L’automobile eut une palpitation de forge, étouffée, réprimée, puis ralentit doucement jusqu’à ce que sa vitesse s’éteignit et mourût dans un arrêt à peine perceptible. Madame Lancelevée était chez elle.

— Je suis libre, fit-elle, je suis heureuse.

Déjà la porte de son petit hôtel s’ouvrait : la femme de chambre, une jolie Anglaise au tablier brodé, se tenait sur le seuil, souriante ; une clarté tiède régnait dans le vestibule ; au rez-de-chaussée, derrière les flots de guipure des rideaux transparents, on voyait, baigné d’une lumière rose, le confort de la salle à manger où l’attendait son repas. Elle le prendrait solitaire et silencieuse, mais dans une paix parfaite.
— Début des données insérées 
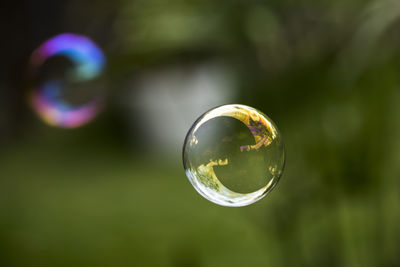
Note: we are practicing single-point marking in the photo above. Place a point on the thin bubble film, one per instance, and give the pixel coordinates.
(233, 155)
(65, 91)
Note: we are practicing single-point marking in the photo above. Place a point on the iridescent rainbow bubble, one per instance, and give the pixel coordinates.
(47, 96)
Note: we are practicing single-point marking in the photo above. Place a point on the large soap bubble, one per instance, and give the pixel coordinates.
(233, 155)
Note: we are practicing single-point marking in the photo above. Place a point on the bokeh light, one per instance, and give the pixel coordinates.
(63, 94)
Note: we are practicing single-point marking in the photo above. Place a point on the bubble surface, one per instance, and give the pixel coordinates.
(66, 91)
(233, 155)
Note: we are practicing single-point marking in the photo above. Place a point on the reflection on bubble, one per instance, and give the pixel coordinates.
(233, 155)
(66, 91)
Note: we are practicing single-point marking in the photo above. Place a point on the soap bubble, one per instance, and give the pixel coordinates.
(233, 155)
(66, 91)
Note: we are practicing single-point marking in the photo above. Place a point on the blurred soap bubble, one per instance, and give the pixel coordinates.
(66, 89)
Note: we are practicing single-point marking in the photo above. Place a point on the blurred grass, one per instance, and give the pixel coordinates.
(326, 72)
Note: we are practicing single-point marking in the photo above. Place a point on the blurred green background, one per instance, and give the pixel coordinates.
(114, 193)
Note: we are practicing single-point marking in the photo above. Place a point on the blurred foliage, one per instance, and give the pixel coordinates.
(327, 72)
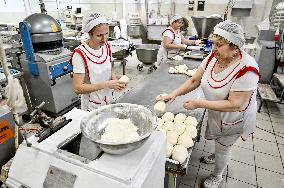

Sa sagesse avait été d’éliminer de ses ambitions la multiplicité des bonheurs et d’en convoiter un seul : celui d’être une femme d’exception, docte et célèbre. Aujourd’hui, célèbre et docte, très appelée pour la médecine d’enfants dans le monde politique, avec son diagnostic lent, mais sûr, qui la faisait traiter en égale par ses grands confrères masculins, elle avait réalisé son rêve unique, et elle vivait égoïste, satisfaite et sans regrets.

Et, comme l’auto rebroussait chemin pour le ramener chez lui, Artout pensait :

« Pourquoi pas des femmes comme celle-là ?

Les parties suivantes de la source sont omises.